D’autres artistes ont fait le choix de représentations plus métaphoriques. Tel Henri HILAIRE dont les paysages, réalisés dans des teintes pastel et intitulés « Naissance », rendent compte d’une nature « amoureuse » soumise à la fécondation de fluides dégoulinants. Si la technique de surlignement des contours utilisée par HILAIRE évoque la liquidité féminine, c’est à l’opposé le feu, élément masculin par excellence, qu’a choisi de photographier de façon quasiment abstraite Elie BABEL. Faisant le choix, pour ses impressions sur plexiglass, tantôt de la couleur, tantôt du noir et blanc. Puissance sexuelle et pouvoir de féconder hantent les imaginaires des hommes qui trouvent avec le Carnaval un exutoire possible. Comme en témoigne la photo en très grand format de Charles CHULEM-ROUSSEAU qui représente un personnage ithyphallique, un diable rouge, dont on revêt le corps, comme nu, d’une épaisse bouillie rouge. Ce personnage fait écho aux toiles de deux peintres, Ronald CYRILLE et Patrick NUPERT. Avec la série « What », Ronald CYRILLE met en scène un univers inquiétant dans lequel des humains s’animalisent, comme affamés ou en rut. La gueule grande ouverte comme des sexes, et les crocs menaçants. Enfin, l’univers secret de Patrick NUPERT résultat d’une technique mixte procédant par jets, coulures et griffures, rend compte d’une masculinité inquiète, soumise à une impulsivité  d’éléments disparates. Et intériorise la quête de sa virilité.  

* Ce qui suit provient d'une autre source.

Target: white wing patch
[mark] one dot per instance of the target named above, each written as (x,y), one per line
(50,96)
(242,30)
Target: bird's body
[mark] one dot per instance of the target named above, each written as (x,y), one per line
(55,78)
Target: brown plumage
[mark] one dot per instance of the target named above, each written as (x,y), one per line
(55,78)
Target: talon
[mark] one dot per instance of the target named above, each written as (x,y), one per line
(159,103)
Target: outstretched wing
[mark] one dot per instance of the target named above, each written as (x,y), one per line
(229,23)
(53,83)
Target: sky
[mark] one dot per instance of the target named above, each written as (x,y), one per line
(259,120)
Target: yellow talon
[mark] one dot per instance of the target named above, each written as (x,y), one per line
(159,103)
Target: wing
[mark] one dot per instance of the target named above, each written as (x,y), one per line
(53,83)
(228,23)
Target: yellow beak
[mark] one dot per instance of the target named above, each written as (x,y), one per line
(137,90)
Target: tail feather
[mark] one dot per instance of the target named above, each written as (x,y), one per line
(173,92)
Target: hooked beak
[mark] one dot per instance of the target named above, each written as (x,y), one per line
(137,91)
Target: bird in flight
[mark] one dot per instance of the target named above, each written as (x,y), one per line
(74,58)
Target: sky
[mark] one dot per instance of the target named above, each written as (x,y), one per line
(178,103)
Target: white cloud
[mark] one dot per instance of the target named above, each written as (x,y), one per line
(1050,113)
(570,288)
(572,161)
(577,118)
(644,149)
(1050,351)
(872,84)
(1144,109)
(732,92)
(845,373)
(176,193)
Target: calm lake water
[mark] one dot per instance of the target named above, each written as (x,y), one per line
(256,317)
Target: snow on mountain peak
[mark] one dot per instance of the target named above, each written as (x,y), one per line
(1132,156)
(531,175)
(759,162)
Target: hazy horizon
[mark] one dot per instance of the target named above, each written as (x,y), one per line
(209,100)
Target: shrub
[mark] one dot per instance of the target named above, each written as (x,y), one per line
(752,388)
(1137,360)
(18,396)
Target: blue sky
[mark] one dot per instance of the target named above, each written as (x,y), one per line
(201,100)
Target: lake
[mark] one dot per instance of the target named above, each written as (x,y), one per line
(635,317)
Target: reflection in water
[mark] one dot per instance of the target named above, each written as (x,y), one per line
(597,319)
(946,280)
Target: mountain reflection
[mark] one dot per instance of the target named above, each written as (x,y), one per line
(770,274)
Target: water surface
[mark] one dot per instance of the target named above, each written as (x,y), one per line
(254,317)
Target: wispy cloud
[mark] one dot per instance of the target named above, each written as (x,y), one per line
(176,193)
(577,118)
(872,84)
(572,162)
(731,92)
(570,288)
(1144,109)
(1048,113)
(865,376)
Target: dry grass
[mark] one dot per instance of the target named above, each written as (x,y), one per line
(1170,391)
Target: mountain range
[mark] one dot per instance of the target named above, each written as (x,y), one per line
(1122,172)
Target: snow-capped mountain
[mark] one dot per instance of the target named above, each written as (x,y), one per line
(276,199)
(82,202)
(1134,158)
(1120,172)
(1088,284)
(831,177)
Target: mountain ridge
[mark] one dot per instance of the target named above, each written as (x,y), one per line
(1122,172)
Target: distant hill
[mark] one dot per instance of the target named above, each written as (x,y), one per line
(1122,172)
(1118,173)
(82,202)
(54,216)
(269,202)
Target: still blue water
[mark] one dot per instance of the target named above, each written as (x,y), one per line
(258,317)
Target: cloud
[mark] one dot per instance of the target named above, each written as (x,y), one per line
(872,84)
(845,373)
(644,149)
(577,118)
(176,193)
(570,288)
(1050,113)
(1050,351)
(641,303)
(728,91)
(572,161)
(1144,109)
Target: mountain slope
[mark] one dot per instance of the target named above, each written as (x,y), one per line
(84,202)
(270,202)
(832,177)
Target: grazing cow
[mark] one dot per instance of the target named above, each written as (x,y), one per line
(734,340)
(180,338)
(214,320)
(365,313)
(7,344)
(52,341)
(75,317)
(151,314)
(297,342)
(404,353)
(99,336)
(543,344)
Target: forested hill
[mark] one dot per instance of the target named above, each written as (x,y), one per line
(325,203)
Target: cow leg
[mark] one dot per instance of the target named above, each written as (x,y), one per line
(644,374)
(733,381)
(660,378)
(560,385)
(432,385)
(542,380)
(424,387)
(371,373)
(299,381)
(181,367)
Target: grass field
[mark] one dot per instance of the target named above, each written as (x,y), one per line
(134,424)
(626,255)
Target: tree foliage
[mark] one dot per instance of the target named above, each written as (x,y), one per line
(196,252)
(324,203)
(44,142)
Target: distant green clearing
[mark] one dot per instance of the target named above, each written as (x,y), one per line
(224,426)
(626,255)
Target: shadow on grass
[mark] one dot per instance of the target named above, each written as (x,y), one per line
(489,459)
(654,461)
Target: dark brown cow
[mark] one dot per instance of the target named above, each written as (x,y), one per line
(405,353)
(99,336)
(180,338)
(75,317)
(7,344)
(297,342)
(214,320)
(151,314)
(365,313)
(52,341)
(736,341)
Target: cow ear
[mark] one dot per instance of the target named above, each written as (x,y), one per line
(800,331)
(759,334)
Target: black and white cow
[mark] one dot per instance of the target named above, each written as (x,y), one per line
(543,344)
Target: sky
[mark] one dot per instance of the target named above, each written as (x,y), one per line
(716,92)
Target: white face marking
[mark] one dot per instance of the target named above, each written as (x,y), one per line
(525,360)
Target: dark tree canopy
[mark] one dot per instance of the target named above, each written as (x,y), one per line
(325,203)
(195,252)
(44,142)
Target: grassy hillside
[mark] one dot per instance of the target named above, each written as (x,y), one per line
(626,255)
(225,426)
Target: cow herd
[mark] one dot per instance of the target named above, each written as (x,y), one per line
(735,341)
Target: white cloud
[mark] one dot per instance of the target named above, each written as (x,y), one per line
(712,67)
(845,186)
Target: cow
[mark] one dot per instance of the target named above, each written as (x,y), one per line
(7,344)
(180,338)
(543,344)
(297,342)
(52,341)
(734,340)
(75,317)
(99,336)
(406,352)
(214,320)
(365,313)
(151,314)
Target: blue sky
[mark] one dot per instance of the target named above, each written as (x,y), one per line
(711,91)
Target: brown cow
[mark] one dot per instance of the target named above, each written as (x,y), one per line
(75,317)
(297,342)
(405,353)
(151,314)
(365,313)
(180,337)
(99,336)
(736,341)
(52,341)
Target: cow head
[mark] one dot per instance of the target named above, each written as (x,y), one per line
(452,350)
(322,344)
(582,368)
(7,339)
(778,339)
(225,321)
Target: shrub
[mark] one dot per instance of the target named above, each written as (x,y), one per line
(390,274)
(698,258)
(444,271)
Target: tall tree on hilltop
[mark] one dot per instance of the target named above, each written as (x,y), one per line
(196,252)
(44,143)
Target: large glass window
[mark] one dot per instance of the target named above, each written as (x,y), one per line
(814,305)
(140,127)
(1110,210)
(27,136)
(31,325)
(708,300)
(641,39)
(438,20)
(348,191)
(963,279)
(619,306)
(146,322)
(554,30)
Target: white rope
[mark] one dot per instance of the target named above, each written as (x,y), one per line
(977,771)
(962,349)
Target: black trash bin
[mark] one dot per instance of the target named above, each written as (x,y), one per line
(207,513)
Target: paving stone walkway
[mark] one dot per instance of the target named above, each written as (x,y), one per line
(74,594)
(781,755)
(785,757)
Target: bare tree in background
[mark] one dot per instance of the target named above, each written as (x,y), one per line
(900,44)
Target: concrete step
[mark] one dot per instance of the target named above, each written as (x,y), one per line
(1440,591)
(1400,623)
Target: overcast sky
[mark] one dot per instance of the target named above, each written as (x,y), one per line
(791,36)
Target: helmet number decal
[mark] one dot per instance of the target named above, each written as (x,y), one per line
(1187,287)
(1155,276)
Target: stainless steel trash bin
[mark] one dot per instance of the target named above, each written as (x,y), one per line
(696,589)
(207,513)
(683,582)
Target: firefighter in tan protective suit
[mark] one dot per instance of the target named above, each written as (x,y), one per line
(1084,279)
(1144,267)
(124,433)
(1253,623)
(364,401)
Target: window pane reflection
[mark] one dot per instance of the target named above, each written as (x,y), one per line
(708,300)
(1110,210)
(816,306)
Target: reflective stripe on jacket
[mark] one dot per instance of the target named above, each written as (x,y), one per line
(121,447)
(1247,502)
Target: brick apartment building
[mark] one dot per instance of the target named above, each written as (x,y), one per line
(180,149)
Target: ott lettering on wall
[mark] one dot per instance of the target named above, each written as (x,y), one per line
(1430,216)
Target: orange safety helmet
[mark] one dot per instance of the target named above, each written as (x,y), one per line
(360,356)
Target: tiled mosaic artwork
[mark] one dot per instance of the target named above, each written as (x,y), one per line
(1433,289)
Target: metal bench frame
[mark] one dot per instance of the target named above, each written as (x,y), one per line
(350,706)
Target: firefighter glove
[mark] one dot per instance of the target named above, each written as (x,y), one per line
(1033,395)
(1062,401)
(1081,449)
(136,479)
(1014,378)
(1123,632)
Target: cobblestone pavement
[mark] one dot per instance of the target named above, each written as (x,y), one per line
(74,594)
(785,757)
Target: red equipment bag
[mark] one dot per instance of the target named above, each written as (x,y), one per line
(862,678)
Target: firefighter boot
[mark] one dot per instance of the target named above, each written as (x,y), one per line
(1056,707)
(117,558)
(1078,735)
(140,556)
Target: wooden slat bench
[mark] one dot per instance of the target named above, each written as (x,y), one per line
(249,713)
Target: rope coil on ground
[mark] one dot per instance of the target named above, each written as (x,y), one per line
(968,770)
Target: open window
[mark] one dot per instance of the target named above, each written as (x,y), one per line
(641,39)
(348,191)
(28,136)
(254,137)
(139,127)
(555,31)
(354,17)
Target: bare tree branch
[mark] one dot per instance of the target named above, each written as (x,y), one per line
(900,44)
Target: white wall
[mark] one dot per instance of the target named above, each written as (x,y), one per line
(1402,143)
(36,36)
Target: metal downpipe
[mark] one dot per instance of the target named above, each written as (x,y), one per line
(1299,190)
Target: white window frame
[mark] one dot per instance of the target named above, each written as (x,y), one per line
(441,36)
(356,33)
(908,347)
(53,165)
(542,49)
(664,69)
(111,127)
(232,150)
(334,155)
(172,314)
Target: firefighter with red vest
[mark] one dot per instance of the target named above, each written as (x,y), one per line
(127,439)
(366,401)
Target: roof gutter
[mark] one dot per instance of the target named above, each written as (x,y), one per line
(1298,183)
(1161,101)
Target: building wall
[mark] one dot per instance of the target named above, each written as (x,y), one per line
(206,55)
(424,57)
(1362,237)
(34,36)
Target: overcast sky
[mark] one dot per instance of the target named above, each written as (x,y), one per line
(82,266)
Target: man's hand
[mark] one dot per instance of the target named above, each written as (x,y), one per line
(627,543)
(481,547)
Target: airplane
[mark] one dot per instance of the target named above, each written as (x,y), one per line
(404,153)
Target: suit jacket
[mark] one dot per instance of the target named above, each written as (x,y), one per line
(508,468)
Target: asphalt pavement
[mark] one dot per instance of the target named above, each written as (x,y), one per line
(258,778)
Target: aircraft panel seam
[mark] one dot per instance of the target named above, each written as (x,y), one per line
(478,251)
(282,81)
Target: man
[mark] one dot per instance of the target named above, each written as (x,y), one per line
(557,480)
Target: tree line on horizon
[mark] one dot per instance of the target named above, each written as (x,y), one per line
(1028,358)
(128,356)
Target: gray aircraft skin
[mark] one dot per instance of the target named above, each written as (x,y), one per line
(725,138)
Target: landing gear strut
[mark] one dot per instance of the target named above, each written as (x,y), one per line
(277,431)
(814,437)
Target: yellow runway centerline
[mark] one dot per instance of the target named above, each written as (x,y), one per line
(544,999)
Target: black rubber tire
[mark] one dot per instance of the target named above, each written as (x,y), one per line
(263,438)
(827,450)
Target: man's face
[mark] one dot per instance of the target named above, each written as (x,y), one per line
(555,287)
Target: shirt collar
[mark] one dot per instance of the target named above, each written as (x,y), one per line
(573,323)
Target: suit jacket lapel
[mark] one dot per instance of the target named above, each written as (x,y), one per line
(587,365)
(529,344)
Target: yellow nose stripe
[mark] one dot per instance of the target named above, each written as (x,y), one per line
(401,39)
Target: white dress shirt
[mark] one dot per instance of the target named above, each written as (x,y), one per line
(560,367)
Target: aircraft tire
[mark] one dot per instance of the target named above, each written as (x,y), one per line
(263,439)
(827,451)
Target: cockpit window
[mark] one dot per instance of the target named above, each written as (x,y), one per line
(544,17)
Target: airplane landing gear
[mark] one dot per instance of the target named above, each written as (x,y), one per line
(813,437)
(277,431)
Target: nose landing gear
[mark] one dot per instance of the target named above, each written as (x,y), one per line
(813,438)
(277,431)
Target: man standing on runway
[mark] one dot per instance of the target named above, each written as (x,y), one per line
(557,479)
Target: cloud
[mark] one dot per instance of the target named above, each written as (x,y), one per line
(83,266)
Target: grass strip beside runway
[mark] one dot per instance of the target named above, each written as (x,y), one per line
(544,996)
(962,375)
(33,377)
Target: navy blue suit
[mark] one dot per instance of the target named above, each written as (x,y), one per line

Ces deux expositions se répondent. Elles se situent toutes deux dans le sillage d’un art contemporain dans lequel les artistes guadeloupéens cherchent à se situer et à laisser leur trace. Elles témoignent donc d’inspirations nouvelles qui déplacent  la quête de l’origine en l’ouvrant à la Rencontre. La rencontre sans peur avec soi-même et avec les autres. Cherchant, en toute sincérité et sans tabous, à rendre compte de la vérité de la nature humaine, celle d’un homme en devenir qui s’est libéré des représentations collectives et de ses propres fantasmes. Et qui parvient, grâce à cette transe cathartique, à une création authentique qui se situe ni dans l’être, ni dans le faire, mais bien plutôt au niveau d’un processus, d’une démarche. « Deviens ce que tu es », disait NIETZSCHE…

                                                                                                                    Scarlett JESUS, critique d’art, 2 décembre 2012.